I miss the cave days, where we all slept in a lump of warm bodies. Except in my imagination maybe I have a body pillow. But still; it was nice, that lump of family. Back when we were just developing language, we cracked each other up trying to figure out what the heck the other person was trying to say. What are you trying to tell me? Yesterday? Is that what you mean? We need more words, man!

And if only someone would invent writing! I would want to write down what you just looked like when you brought in that pile of berries, with your smile all blue and the kid on your shoulder, her teeth blue, too. Happy. Here. You. 

Gee. Even the people I'm nostalgic for are nostalgic.

I know; I know it wasn't like that. We made up words as we needed them, and maybe things back then were so tough and so primitive that you only needed to communicate a few things: Yes. No. You do it. Run. Ouchy-wawa. Found food. Hug. Something between teeth. But someone in those caves had to have a bit of poet in him, in her. Someone had to be the first person who started to hum, and then one day someone hummed a third above someone else. I miss those moments.

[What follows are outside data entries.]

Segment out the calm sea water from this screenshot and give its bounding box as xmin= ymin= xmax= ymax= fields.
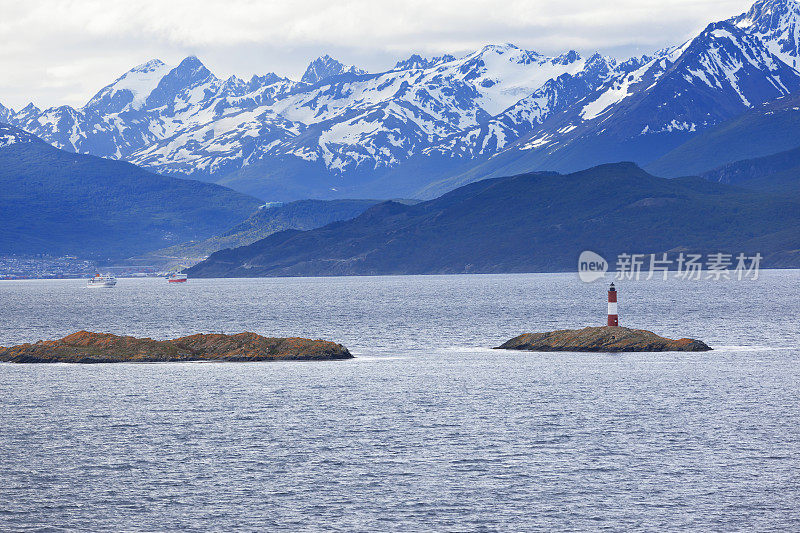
xmin=0 ymin=271 xmax=800 ymax=531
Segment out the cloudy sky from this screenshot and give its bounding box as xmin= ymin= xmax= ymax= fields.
xmin=0 ymin=0 xmax=752 ymax=109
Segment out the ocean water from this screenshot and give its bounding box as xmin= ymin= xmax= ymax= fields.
xmin=0 ymin=271 xmax=800 ymax=531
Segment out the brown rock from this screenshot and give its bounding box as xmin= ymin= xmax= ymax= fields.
xmin=497 ymin=326 xmax=711 ymax=352
xmin=0 ymin=331 xmax=353 ymax=363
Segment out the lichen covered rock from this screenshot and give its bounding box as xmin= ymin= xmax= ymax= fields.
xmin=0 ymin=331 xmax=353 ymax=363
xmin=497 ymin=326 xmax=711 ymax=352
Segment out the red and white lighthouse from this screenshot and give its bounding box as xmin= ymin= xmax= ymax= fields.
xmin=608 ymin=282 xmax=619 ymax=326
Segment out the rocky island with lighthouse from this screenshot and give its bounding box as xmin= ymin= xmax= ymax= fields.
xmin=496 ymin=283 xmax=711 ymax=352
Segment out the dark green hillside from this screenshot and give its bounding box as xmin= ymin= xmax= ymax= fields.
xmin=148 ymin=200 xmax=390 ymax=259
xmin=189 ymin=163 xmax=800 ymax=277
xmin=645 ymin=96 xmax=800 ymax=178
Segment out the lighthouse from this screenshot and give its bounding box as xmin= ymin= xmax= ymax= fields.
xmin=607 ymin=282 xmax=619 ymax=326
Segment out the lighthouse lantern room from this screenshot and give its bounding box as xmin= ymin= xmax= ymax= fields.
xmin=607 ymin=282 xmax=619 ymax=326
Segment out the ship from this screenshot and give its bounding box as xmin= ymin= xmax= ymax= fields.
xmin=167 ymin=272 xmax=189 ymax=283
xmin=87 ymin=274 xmax=117 ymax=288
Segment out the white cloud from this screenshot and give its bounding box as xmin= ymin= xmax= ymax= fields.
xmin=0 ymin=0 xmax=749 ymax=108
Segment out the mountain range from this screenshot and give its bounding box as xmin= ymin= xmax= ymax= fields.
xmin=0 ymin=124 xmax=261 ymax=261
xmin=0 ymin=0 xmax=800 ymax=201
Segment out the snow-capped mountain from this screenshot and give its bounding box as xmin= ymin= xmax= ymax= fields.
xmin=300 ymin=54 xmax=367 ymax=85
xmin=0 ymin=124 xmax=46 ymax=148
xmin=0 ymin=104 xmax=14 ymax=123
xmin=0 ymin=0 xmax=800 ymax=199
xmin=730 ymin=0 xmax=800 ymax=68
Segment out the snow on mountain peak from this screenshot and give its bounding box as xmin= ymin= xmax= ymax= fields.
xmin=300 ymin=54 xmax=367 ymax=85
xmin=84 ymin=59 xmax=172 ymax=114
xmin=0 ymin=123 xmax=42 ymax=148
xmin=392 ymin=54 xmax=456 ymax=70
xmin=729 ymin=0 xmax=800 ymax=70
xmin=0 ymin=104 xmax=14 ymax=122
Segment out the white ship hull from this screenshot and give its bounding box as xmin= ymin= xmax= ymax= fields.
xmin=86 ymin=276 xmax=117 ymax=289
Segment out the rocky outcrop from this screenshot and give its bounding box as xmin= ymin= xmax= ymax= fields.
xmin=497 ymin=326 xmax=711 ymax=352
xmin=0 ymin=331 xmax=353 ymax=363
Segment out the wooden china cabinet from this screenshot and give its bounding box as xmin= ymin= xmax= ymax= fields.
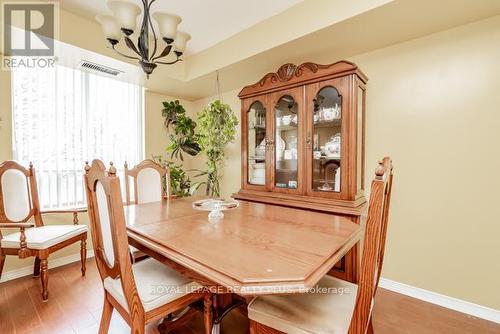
xmin=233 ymin=61 xmax=367 ymax=281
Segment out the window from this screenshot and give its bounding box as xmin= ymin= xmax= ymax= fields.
xmin=12 ymin=62 xmax=143 ymax=209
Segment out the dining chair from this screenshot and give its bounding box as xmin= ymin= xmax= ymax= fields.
xmin=85 ymin=160 xmax=212 ymax=334
xmin=0 ymin=161 xmax=88 ymax=301
xmin=248 ymin=157 xmax=393 ymax=334
xmin=124 ymin=159 xmax=171 ymax=261
xmin=125 ymin=159 xmax=171 ymax=205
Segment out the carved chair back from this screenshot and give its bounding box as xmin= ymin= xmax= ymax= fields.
xmin=0 ymin=161 xmax=43 ymax=234
xmin=125 ymin=159 xmax=171 ymax=205
xmin=85 ymin=160 xmax=144 ymax=314
xmin=349 ymin=157 xmax=393 ymax=334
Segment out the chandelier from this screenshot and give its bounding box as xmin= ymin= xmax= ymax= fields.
xmin=96 ymin=0 xmax=191 ymax=79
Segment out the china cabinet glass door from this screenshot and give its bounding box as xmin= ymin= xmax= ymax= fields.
xmin=306 ymin=80 xmax=346 ymax=197
xmin=271 ymin=87 xmax=303 ymax=192
xmin=246 ymin=101 xmax=267 ymax=186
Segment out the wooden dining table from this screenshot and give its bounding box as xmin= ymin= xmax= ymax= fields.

We didn't worry about being awake at night, because we knew we could nap whenever we wanted to. They say that's been the norm for us since way back when -- we'd have a middle of the night awakening, and then we'd go back for the second sleep. Cave dwellers did not think Ugh. I'm awake and "Frosty the Snowman" is stuck in my head. That torment did not exist in those days. Being up in the middle of the night back then gave you time to stoke the fire, time to go outside and pee, look at the stars, time for everyone to share the crazy highlights of the dream they just woke from. Mine was about flying -- crazy, huh? I flew right up to a giant beehive, ate some honey and then woke up when the little one pulled on my body pillow. Hey, look, I found a great dead branch while I was peeing by moonlight. I'll put it on the woodpile. That's what I would have said if I had had a few more words to play with.

I feel a special nostalgia for my neanderthal ancestors, who seem, no matter how you cut it, to have caught a truly bad break. I'm not saying they were perfect, and I do think humans have some lovely qualities. But they've found that we Neanderthals were homebodies, and liked to keep things organized in our homes. Everything had its place: tools in one pile, sticks in another. Sharp things were out of the way, which I feel particularly proud of somehow. And over in the corner, maybe a this-will-come-in-handy-someday pile of vines -- for when we invent straps, as long as we don't go extinct.

When humans came along and were such bullies, Neanderthals were overwhelmed, is all. I can see myself being flummoxed by this aggression, and I am, in this little reverie of mine, more nostalgic for the Neanderthals than for the wily, bully homo sapiens. As I tap out this blogpost under a blanket in the dark of night, I think wistfully of the things passed down to me from my Neanderthal ancestors, and proud of them for getting that little bit of DNA into the human family before their light flickered out forever. In comparison to humans, they weren't as good at social networking (check) and seem not to have been as committed to grabbing the bull by the horns (check). Some scientists think Neanderthals made life more difficult for themselves by doing everything together instead of divvying up the labor between the sexes (check). And apparently they were great at climbing trees (check, and thank you for that, ancient genes).

I miss these ancestors. They were just beginning to learn to hum.